Optional __kernel qualifier:

__attribute__((intel_reqd_sub_group_size(<int>)))

## Modifications to the OpenCL API Specification

### Additions to Table 4.3 - "OpenCL Device Queries"

cl_device_info Return Type Description

CL_​DEVICE_​SUB_​GROUP_​SIZES_​INTEL

size_t[]

Returns the set of subgroup sizes supported by the device.

### Additions to Table 5.21 - "clGetKernelWorkGroupInfo parameter queries":

cl_kernel_work_group_info Return Type Info. returned in param_value

CL_​KERNEL_​SPILL_​MEM_​SIZE_​INTEL

cl_ulong

Returns the amount of spill memory used by a kernel. The meaning of this value will vary from implementation-to-implementation, however a return value of 0 will always indicate that compiler was able to compile the kernel to fit into the device’s register file without spilling registers to memory.

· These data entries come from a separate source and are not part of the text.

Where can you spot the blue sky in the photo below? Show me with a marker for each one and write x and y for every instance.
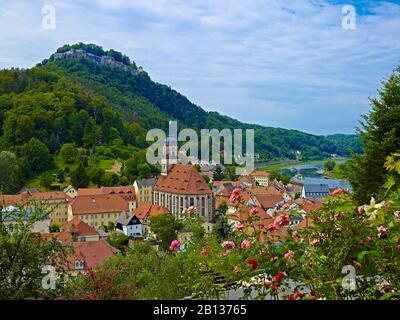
(286, 63)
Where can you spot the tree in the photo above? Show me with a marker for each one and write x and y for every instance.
(380, 134)
(110, 179)
(46, 180)
(23, 253)
(279, 177)
(54, 143)
(218, 174)
(165, 227)
(79, 177)
(96, 175)
(144, 171)
(230, 173)
(55, 228)
(37, 156)
(110, 226)
(11, 179)
(222, 229)
(330, 165)
(68, 153)
(118, 240)
(60, 176)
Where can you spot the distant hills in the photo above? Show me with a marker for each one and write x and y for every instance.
(89, 96)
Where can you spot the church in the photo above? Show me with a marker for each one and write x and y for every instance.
(181, 186)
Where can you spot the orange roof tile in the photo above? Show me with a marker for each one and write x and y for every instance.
(182, 179)
(76, 226)
(269, 201)
(92, 253)
(146, 210)
(260, 173)
(103, 203)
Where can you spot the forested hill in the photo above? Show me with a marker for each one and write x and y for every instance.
(88, 96)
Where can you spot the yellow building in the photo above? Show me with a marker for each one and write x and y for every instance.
(144, 190)
(98, 210)
(56, 203)
(261, 177)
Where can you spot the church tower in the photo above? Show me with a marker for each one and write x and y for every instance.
(170, 150)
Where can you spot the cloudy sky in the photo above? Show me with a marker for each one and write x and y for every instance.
(281, 63)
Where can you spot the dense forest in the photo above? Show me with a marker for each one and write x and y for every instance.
(84, 113)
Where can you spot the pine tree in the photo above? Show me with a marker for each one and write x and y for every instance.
(79, 177)
(380, 134)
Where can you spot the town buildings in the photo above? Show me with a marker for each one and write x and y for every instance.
(144, 190)
(183, 187)
(98, 210)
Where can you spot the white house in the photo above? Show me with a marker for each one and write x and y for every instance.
(130, 225)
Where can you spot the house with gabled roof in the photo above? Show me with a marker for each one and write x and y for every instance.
(183, 187)
(129, 224)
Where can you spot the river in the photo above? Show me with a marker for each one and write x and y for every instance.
(311, 173)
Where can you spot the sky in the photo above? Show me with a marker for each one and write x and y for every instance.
(295, 64)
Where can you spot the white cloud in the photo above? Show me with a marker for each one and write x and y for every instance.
(283, 63)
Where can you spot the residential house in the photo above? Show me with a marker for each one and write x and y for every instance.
(56, 203)
(261, 177)
(144, 212)
(183, 187)
(315, 191)
(77, 231)
(71, 192)
(267, 201)
(98, 210)
(126, 192)
(10, 214)
(129, 224)
(89, 255)
(144, 190)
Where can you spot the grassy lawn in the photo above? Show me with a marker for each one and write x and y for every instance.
(285, 165)
(106, 164)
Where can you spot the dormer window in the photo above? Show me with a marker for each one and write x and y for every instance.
(79, 265)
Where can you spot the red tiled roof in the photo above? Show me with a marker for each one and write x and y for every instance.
(92, 253)
(146, 210)
(103, 203)
(19, 199)
(14, 199)
(243, 213)
(77, 226)
(127, 192)
(182, 179)
(50, 196)
(260, 174)
(269, 201)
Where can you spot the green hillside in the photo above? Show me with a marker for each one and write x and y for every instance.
(103, 104)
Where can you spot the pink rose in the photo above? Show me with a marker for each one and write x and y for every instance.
(381, 230)
(245, 244)
(228, 245)
(240, 226)
(337, 191)
(315, 241)
(253, 211)
(175, 245)
(361, 209)
(235, 195)
(289, 255)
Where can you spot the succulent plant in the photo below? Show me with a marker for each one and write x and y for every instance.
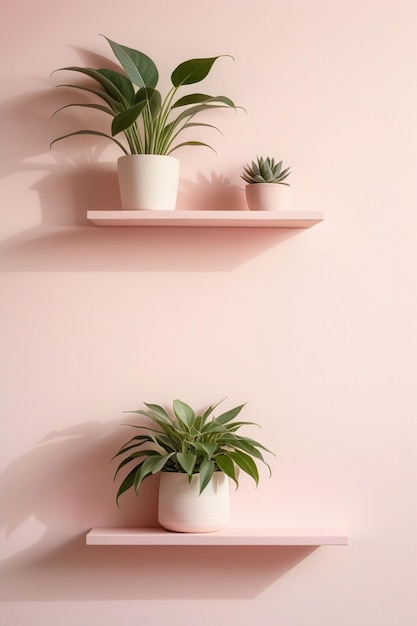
(265, 171)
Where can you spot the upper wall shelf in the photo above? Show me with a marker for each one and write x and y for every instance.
(227, 537)
(233, 219)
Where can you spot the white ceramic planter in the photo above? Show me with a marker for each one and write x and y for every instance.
(268, 197)
(182, 509)
(148, 181)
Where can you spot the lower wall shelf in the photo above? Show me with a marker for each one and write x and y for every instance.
(227, 537)
(230, 219)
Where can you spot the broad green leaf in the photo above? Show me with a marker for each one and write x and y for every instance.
(126, 118)
(211, 408)
(246, 463)
(162, 462)
(146, 469)
(192, 71)
(126, 484)
(207, 448)
(99, 107)
(206, 472)
(191, 143)
(108, 85)
(159, 410)
(213, 427)
(114, 104)
(89, 132)
(187, 462)
(184, 413)
(197, 98)
(135, 456)
(226, 465)
(153, 99)
(122, 84)
(140, 68)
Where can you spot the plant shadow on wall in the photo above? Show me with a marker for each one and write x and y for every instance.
(65, 485)
(76, 177)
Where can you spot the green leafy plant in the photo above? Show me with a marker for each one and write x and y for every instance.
(150, 124)
(189, 443)
(265, 171)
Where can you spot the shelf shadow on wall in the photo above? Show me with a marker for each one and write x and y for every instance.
(65, 486)
(74, 571)
(110, 249)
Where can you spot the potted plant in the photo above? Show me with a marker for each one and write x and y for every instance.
(267, 189)
(150, 125)
(195, 455)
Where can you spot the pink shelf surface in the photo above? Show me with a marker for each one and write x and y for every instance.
(227, 537)
(235, 219)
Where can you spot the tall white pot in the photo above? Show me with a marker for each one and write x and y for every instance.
(268, 196)
(148, 181)
(182, 509)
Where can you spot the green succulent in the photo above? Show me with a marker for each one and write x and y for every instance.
(189, 443)
(150, 123)
(265, 171)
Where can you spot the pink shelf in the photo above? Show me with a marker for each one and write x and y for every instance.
(232, 219)
(228, 537)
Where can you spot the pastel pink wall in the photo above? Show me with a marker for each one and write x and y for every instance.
(316, 330)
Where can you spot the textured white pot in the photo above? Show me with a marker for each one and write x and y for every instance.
(148, 181)
(182, 509)
(268, 197)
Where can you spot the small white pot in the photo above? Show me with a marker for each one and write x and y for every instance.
(148, 181)
(182, 509)
(268, 196)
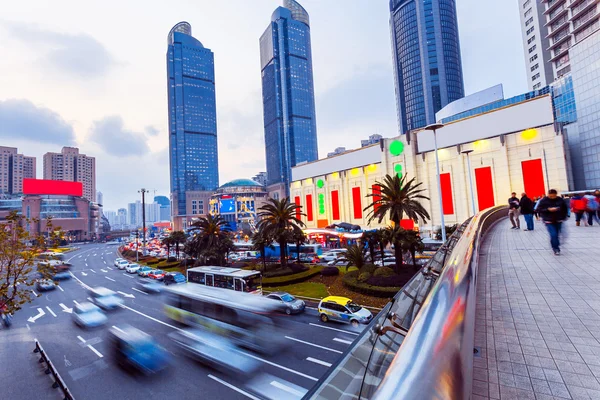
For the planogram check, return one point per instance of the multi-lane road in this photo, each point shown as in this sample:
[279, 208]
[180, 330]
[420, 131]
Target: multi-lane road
[84, 357]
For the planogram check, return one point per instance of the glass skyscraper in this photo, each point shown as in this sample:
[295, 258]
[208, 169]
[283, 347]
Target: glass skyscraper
[288, 92]
[427, 63]
[192, 116]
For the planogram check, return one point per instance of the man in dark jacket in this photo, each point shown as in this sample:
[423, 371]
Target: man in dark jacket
[553, 211]
[526, 205]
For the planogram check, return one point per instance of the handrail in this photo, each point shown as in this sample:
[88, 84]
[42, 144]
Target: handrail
[58, 381]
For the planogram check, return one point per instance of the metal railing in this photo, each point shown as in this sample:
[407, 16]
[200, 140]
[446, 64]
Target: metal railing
[420, 346]
[50, 369]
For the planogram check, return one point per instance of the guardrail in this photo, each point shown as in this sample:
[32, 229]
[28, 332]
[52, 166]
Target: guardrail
[50, 369]
[421, 344]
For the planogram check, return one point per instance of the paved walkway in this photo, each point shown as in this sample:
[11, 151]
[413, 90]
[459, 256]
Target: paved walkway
[538, 315]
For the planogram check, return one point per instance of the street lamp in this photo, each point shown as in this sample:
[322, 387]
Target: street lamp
[467, 152]
[433, 128]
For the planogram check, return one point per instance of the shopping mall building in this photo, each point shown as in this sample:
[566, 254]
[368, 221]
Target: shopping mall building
[501, 145]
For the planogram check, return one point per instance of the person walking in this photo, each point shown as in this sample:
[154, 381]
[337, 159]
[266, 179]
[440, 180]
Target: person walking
[578, 207]
[526, 208]
[513, 211]
[553, 211]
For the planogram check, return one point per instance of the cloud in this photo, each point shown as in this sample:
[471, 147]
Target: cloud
[114, 139]
[20, 118]
[76, 55]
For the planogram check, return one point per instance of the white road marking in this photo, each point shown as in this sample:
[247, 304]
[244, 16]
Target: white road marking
[317, 361]
[230, 386]
[334, 329]
[312, 378]
[342, 341]
[314, 345]
[286, 388]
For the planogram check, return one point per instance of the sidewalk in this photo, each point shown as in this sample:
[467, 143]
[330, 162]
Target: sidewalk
[538, 315]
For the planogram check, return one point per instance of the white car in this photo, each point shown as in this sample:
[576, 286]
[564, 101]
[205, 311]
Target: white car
[132, 268]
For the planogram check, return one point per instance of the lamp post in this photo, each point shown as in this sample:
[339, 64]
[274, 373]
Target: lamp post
[467, 152]
[433, 128]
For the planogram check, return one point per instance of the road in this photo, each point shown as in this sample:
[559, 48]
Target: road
[84, 359]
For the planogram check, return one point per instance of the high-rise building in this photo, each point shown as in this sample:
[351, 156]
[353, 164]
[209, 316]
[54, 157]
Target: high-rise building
[14, 168]
[568, 22]
[288, 93]
[192, 116]
[69, 165]
[427, 63]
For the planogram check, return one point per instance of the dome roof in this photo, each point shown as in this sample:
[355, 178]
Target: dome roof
[240, 182]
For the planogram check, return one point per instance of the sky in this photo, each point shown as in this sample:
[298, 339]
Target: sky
[92, 74]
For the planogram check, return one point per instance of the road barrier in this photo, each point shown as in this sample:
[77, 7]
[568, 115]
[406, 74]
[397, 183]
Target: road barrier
[50, 369]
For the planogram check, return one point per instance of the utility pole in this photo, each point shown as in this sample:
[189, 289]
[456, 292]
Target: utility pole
[143, 192]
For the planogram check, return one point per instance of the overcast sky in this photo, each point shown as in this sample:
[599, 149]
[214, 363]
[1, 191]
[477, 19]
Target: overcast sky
[92, 74]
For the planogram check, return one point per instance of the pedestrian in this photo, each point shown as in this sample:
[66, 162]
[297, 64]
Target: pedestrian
[513, 211]
[578, 207]
[526, 208]
[553, 211]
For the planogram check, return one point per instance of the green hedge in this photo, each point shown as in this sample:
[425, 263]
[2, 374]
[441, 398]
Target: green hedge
[294, 278]
[350, 281]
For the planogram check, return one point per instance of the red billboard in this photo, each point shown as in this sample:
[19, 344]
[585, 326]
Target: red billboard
[44, 186]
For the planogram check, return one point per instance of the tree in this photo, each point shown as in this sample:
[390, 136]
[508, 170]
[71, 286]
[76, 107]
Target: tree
[18, 251]
[278, 219]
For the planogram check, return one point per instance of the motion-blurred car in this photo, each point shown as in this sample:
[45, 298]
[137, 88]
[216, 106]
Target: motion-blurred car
[157, 274]
[287, 303]
[87, 315]
[134, 349]
[174, 277]
[105, 298]
[144, 271]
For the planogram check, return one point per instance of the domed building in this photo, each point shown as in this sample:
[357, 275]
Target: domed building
[237, 202]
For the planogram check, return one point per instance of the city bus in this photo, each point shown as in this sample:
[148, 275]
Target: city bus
[247, 321]
[236, 279]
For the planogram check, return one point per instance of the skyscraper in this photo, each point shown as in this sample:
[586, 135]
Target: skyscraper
[69, 165]
[535, 44]
[192, 116]
[288, 93]
[427, 63]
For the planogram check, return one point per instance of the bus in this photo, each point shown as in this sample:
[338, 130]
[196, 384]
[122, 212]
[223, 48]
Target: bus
[236, 279]
[248, 321]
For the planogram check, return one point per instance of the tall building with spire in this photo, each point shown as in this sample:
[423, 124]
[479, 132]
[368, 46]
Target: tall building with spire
[288, 94]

### Additions to "clGetKernelSubGroupInfo parameter queries":

This is Table 5.22 - "clGetKernelSubGroupInfo parameter queries" in the OpenCL 2.1 API spec, in Section 9.17.2.1 for clGetKernelSubGroupInfoKHR in the OpenCL 2.0 Extensions spec, and in the section describing the changes to Section 5.9.3 for clGetKernelSubGroupInfoKHR in the cl_intel_subgroups spec:

cl_kernel_sub_group_info Input Type Return Type Info. returned in param_value

CL_​KERNEL_​COMPILE_​SUB_​GROUP_​SIZE_​INTEL

ignored

size_t

Returns the subgroup size specified by the __attribute__((intel_reqd_sub_group_size(<int>))) qualifier. Refer to section 6.7.2.

If the subgroup size is not specified using the above attribute qualifier then 0 is returned.

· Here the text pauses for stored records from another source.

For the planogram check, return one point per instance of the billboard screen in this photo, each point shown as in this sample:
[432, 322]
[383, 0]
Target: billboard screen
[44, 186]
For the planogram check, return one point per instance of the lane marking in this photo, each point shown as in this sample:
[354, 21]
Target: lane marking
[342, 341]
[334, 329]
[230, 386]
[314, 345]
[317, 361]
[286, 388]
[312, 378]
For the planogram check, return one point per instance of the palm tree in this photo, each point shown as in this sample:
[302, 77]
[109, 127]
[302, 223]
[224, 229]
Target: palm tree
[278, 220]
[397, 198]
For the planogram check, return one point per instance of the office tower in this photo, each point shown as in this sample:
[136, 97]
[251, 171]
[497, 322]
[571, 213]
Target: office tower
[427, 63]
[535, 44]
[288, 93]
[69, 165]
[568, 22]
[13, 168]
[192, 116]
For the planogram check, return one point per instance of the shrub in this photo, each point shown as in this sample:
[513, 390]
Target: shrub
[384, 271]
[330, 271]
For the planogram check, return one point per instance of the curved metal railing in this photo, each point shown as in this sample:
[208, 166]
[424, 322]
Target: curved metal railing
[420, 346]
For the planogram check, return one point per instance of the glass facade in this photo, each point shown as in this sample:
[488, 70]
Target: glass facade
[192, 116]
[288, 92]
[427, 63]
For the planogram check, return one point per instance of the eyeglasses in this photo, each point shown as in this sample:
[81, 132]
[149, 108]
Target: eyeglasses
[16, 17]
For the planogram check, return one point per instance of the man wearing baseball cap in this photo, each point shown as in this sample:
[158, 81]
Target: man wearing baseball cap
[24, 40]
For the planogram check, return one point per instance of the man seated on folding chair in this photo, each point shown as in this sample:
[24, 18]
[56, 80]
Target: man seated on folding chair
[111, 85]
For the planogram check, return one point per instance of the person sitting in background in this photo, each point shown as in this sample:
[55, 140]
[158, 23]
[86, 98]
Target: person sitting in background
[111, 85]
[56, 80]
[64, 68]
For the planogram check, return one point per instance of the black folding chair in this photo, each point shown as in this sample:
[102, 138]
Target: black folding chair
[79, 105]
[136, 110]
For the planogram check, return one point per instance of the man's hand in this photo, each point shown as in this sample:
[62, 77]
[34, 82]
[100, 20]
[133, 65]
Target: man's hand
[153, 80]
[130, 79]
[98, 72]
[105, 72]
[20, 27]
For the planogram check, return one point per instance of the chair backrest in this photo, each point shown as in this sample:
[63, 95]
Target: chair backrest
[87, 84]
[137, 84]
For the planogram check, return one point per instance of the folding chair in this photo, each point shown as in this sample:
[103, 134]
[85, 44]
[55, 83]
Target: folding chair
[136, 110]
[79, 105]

## Modifications to the OpenCL C Specification

### Additions to Section 6.7.2 - "Optional Attribute Qualifiers"

The optional __attribute__((intel_reqd_sub_group_size(<int>))) can be used to indicate that the kernel must be compiled and executed with the specified subgroup size. When this attribute is present, get_max_sub_group_size() is guaranteed to return the specified integer value. This is important for the correctness of many subgroup algorithms, and in some cases may be used by the compiler to generate more optimal code.

Note that there is no guarantee for the value of get_sub_group_size() even when this attribute is present, particularly when the work-group size is not evenly divisible by the required subgroup size.

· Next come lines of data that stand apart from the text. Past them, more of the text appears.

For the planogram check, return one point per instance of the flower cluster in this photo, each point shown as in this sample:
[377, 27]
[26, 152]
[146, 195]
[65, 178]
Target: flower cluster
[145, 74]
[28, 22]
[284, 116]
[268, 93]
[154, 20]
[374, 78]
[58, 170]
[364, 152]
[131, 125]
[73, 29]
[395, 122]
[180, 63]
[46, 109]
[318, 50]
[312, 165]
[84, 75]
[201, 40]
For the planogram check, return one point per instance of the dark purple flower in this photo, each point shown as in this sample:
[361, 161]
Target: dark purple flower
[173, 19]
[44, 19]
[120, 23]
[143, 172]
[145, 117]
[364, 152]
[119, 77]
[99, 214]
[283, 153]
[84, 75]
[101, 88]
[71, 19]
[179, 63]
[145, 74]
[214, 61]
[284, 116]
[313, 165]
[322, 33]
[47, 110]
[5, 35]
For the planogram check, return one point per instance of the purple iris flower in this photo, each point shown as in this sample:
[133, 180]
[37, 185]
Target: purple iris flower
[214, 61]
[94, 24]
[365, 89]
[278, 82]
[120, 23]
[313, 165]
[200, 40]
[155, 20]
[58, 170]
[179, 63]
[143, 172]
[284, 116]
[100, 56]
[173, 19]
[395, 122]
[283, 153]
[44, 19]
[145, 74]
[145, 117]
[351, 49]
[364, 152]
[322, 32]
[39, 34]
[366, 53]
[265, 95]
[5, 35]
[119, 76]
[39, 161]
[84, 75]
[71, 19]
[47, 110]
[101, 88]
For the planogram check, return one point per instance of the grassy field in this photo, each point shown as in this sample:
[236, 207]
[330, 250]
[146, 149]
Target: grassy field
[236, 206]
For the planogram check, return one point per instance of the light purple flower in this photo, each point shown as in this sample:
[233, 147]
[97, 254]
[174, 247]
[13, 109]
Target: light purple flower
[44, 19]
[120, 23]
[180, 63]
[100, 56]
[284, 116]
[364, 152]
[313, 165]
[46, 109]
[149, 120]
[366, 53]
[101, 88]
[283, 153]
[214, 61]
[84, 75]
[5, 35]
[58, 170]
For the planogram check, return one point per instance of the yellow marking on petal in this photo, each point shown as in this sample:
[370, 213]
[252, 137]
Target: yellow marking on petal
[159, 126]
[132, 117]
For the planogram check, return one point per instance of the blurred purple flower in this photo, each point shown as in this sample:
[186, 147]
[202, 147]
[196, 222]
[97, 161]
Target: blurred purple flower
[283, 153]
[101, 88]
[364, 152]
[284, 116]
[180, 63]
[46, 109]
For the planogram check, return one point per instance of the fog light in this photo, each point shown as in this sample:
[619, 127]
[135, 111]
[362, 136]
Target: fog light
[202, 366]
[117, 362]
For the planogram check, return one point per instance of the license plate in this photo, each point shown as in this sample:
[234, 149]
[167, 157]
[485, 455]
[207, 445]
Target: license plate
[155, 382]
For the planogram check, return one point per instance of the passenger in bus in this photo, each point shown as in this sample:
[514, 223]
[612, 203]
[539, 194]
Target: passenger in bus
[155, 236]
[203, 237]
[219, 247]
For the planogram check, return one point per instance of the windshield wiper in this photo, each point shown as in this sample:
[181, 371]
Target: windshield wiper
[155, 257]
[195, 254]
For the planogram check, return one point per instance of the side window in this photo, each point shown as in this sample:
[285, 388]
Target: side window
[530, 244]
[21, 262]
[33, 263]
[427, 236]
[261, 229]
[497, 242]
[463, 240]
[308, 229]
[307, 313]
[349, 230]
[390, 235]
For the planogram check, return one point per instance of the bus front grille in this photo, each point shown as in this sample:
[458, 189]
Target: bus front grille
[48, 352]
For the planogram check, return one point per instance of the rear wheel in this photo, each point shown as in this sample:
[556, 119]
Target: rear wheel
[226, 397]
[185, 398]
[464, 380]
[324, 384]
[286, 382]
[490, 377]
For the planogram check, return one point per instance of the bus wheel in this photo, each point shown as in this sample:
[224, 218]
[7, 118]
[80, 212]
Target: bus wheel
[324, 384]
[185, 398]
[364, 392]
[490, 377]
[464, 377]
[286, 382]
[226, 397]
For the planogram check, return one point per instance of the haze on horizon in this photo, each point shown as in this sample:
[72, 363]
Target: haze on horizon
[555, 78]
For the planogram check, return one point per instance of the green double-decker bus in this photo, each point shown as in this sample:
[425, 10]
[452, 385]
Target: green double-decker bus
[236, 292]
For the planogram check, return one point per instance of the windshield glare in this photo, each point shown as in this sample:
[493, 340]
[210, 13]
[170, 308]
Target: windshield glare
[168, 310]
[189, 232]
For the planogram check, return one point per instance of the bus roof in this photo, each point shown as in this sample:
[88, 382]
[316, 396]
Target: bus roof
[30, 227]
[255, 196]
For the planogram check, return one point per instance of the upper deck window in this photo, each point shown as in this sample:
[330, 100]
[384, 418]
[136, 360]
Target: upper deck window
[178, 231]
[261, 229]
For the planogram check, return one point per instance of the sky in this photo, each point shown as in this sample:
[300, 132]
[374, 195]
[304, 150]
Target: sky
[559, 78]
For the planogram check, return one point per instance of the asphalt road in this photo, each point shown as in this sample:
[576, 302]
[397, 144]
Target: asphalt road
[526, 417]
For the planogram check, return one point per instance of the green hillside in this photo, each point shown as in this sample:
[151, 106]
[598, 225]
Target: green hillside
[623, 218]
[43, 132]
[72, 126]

Note as well that some devices may support a limited number of subgroup sizes, and that some devices may not support all language constructs with all subgroup sizes. This means that some kernels may fail compilation with one required subgroup size and succeed with another required subgroup size, even if both subgroup sizes are supported by the device.

Finally, note that requiring one subgroup size (particularly, a larger subgroup size) may require more spill memory than another subgroup size, and may negatively impact application performance."

None.

## Revision History

Rev Date Author Changes

1

2016-07-14

Ben Ashbaugh

First public revision.

2

2018-11-15

Ben Ashbaugh

Conversion to asciidoc.

3

2019-09-17

Ben Ashbaugh

Minor formatting fixes for asciidoctor.